Ouverture politique au Togo : un espoir pour la démocratie ?

Manifestation contre le régime togolais en 2017, réprimée par les autorités

Après des années d’interdiction des rassemblements publics, l’opposition togolaise a obtenu l’autorisation d’organiser une manifestation à Lomé ce week-end. Une avancée qui soulève une interrogation majeure : s’agit-il d’un début d’ouverture politique au Togo ou simplement d’une trêve temporaire ?

Le CNCC, fer de lance de la mobilisation

Plusieurs centaines de citoyens se sont réunis samedi pour la première manifestation publique du Cadre national de concertation pour le changement au Togo (CNCC), une alliance réunissant quatre partis d’opposition et des acteurs de la société civile.

Davdi Dosseh, porte-parole du Front citoyen Togo debout, l’un des membres fondateurs, a déclaré : « Nous exigeons un changement de gouvernance. Le Togo est miné par une corruption généralisée, des services publics défaillants et une stagnation économique alarmante. »

Il a également dénoncé les « prétextes fallacieux » invoqués par les autorités pour interdire systématiquement les rassemblements pacifiques, tout en réaffirmant la détermination de l’opposition à poursuivre son combat.

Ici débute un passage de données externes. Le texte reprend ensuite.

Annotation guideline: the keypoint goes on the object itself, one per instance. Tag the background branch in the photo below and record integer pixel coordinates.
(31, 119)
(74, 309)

Une libéralisation politique en demi-teinte

Paul Amégankpo, analyste politique et directeur de l’Institut togolais Tamberma pour la gouvernance, salue cette autorisation : « La marche pacifique autorisée par le gouvernement togolais représente un pas important, mais il convient d’interpréter ce geste avec prudence. »

Pour lui, cette ouverture reste à confirmer : « Il est essentiel d’observer d’autres signes concrets de libéralisation pour valider une tendance durable vers plus de libertés politiques et associatives au Togo. »

Les prochaines semaines seront déterminantes pour savoir si cette autorisation marque le début d’une ère démocratique ou se limite à une parenthèse dans un paysage politique toujours sous tension.